Chevron Corp., the second-largest U.S. energy company, agreed to pay as much as $349 million to join Beach Energy Ltd. in a natural gas exploration campaign in central Australia in its first shale investment in the country.
Chevron will acquire as much as 60 percent of a permit in South Australia and 36 percent of a block in Queensland, Adelaide-based Beach said in a statement. The two blocks cover about 810,000 acres in the Cooper Basin, San Ramon, California-based Chevron said in a separate statement.
The U.S. oil producer joins ConocoPhillips, Statoil ASA, BG Group Plc and Hess Corp. in forming shale exploration partnerships in Australia, where the government estimates there are almost 400 trillion cubic feet of potential shale gas resources. That ranks Australia sixth in the world, according to a 2011 report from the U.S. Energy Information Administration.
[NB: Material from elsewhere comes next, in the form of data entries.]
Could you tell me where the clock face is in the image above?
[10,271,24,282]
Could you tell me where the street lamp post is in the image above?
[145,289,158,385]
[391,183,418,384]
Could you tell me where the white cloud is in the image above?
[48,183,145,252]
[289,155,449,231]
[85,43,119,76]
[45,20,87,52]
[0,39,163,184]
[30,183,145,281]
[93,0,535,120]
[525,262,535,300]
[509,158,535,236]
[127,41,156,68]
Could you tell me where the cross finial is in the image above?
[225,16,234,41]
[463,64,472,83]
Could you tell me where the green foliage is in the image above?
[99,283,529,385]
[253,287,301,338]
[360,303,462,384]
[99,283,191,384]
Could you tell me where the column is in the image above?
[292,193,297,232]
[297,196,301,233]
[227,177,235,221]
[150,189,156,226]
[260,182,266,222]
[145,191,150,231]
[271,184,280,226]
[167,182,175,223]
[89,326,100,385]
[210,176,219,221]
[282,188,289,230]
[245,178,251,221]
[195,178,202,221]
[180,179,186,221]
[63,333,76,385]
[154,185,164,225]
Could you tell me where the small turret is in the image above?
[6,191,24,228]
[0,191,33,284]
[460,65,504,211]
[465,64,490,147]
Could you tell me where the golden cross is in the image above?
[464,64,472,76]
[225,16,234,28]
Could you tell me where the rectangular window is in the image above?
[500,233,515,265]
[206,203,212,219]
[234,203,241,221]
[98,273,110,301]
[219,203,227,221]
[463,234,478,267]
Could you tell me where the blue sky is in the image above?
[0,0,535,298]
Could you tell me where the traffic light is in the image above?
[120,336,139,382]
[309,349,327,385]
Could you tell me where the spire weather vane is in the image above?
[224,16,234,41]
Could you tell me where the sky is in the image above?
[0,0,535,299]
“This agreement provides an opportunity to explore a new, prospective basin and potentially add to our natural gas portfolio,” Chevron’s Australia Managing Director Roy Krzywosinski said in the statement.
Chevron will initially pay Beach $36 million in cash and cover $95 million in costs for 30 percent of the South Australia permit and $59 million in cash for 18 percent of the Queensland acreage, according to the Beach statement. The Australian company may receive as much as $349 million over two stages that span several years, Beach said.